Something fun about cryptography. Enjoy.

“Schneier’s Law”

by Bruce Schneier on Friday, April 15, 2011 at 12:45pm

Back in 1998, I wrote:

Anyone, from the most clueless amateur to the best cryptographer, can create an algorithm that he himself can’t break.

In 2004, Cory Doctorow called this Schneier’s law:

…what I think of as Schneier’s Law: “any person can invent a security system so clever that she or he can’t think of how to break it.”

The general idea is older than my writing. Wikipedia points out that in The Codebreakers, David Kahn writes:

Few false ideas have more firmly gripped the minds of so many intelligent men than the one that, if they just tried, they could invent a cipher that no one could break.

The idea is even older. Back in 1864, Charles Babbage wrote:

One of the most singular characteristics of the art of deciphering is the strong conviction possessed by every person, even moderately acquainted with it, that he is able to construct a cipher which nobody else can decipher.

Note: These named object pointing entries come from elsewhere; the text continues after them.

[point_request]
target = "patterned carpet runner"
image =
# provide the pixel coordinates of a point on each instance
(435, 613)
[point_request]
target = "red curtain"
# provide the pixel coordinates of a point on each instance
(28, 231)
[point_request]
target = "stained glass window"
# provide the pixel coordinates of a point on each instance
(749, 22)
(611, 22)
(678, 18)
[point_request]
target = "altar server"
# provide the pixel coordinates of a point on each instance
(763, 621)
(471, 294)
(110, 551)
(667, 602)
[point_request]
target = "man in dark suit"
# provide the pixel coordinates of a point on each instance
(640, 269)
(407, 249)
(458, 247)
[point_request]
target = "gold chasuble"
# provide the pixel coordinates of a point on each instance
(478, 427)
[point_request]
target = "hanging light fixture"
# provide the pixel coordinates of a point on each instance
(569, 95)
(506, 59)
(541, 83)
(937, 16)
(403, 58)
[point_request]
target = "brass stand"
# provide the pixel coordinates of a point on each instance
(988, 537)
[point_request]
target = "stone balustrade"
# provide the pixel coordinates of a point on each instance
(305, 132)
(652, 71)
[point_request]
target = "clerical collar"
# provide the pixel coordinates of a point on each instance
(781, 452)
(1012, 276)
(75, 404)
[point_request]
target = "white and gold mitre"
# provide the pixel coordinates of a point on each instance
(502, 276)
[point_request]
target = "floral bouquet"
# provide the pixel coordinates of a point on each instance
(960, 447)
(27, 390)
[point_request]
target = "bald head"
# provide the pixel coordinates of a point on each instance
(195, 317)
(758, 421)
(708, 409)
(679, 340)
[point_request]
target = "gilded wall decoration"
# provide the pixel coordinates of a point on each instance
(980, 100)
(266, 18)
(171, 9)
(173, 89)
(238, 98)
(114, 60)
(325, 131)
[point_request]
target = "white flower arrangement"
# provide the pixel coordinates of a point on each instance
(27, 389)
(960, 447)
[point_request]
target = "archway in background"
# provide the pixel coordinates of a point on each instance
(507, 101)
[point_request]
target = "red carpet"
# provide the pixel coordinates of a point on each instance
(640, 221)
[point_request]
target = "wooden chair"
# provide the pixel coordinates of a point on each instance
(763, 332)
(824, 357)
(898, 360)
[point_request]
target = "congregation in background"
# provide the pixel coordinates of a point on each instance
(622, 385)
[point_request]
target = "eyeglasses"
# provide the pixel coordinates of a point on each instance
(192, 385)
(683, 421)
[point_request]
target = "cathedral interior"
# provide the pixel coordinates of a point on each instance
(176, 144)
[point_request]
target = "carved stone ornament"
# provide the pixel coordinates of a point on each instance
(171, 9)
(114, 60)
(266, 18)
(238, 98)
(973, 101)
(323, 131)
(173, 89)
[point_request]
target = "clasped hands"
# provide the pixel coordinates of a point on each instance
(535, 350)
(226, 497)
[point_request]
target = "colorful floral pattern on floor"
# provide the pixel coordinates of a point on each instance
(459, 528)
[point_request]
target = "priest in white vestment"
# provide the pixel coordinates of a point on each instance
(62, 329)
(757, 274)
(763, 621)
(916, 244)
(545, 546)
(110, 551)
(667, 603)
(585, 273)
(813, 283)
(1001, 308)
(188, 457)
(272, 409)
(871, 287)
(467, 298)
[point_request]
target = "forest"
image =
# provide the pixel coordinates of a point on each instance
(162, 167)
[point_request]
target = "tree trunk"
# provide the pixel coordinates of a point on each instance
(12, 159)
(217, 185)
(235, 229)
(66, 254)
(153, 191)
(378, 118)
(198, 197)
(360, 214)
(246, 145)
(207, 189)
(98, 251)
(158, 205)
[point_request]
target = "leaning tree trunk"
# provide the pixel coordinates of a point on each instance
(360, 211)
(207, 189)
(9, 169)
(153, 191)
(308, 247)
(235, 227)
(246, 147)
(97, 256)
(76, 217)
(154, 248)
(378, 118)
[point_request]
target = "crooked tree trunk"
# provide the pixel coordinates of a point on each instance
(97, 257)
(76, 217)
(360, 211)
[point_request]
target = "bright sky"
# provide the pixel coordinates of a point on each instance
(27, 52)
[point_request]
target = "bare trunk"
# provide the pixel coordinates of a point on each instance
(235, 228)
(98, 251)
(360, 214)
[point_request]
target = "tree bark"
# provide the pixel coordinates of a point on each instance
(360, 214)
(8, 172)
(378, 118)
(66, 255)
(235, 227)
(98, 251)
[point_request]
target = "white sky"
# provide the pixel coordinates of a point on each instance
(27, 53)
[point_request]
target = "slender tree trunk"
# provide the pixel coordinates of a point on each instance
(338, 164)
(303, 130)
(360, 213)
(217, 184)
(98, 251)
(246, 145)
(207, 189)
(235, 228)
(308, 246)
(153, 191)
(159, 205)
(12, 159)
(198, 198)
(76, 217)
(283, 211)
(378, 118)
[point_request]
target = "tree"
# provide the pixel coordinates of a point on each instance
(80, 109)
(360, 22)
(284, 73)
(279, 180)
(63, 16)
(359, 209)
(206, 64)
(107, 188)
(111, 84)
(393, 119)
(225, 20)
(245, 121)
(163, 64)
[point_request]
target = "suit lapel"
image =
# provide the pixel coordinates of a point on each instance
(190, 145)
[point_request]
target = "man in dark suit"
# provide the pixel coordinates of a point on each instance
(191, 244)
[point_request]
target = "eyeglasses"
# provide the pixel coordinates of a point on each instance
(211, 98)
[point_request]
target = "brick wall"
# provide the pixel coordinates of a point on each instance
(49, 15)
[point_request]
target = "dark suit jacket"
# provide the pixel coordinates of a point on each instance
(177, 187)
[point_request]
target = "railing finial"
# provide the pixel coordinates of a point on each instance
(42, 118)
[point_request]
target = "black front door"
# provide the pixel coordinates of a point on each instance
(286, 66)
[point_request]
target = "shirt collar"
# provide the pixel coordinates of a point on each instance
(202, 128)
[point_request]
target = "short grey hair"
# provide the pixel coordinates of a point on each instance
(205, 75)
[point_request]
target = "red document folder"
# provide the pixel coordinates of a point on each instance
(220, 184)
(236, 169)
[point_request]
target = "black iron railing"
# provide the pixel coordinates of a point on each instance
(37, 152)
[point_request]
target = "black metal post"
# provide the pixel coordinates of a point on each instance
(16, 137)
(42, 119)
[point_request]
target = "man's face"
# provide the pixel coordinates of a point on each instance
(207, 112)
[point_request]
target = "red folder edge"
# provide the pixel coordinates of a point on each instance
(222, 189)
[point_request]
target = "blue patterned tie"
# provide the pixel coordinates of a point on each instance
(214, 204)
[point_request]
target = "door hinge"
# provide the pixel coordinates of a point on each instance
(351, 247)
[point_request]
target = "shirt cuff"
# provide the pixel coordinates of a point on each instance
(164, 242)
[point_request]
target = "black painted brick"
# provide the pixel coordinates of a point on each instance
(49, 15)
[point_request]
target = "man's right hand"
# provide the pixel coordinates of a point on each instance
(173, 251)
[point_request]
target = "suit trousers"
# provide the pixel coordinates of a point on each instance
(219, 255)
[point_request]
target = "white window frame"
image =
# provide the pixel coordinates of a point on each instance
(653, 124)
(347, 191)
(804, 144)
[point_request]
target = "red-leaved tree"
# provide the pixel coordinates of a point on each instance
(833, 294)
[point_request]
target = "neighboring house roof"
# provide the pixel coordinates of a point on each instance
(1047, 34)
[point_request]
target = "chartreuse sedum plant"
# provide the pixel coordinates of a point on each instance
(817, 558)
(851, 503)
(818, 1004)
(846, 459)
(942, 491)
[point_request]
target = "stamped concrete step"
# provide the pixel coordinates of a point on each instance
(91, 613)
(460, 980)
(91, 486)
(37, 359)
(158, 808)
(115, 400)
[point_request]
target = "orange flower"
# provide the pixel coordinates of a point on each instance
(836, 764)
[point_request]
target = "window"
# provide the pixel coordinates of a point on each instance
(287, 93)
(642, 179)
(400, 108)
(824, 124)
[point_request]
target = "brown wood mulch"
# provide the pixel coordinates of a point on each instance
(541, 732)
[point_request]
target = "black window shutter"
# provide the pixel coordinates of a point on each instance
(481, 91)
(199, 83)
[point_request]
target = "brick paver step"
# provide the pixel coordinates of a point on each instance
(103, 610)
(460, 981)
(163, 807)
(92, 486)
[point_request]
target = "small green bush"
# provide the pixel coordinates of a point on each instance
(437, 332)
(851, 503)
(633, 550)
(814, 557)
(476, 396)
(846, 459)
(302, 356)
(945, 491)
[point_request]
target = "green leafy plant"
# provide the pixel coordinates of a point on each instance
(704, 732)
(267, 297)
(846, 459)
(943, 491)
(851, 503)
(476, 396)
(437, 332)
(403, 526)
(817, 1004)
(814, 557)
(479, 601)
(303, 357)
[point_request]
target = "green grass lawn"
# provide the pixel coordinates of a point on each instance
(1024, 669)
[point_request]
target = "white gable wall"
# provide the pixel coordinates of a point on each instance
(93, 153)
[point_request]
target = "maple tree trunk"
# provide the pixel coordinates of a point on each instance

My phrasing is different, though. Here’s my original quote in context:

Anyone, from the most clueless amateur to the best cryptographer, can create an algorithm that he himself can’t break. It’s not even hard. What is hard is creating an algorithm that no one else can break, even after years of analysis. And the only way to prove that is to subject the algorithm to years of analysis by the best cryptographers around.

And here’s me in 2006:

Anyone can invent a security system that he himself cannot break. I’ve said this so often that Cory Doctorow has named it “Schneier’s Law”: When someone hands you a security system and says, “I believe this is secure,” the first thing you have to ask is, “Who the hell are you?” Show me what you’ve broken to demonstrate that your assertion of the system’s security means something.

And that’s the point I want to make. It’s not that people believe they can create an unbreakable cipher; it’s that people create a cipher that they themselves can’t break, and then use that as evidence they’ve created an unbreakable cipher.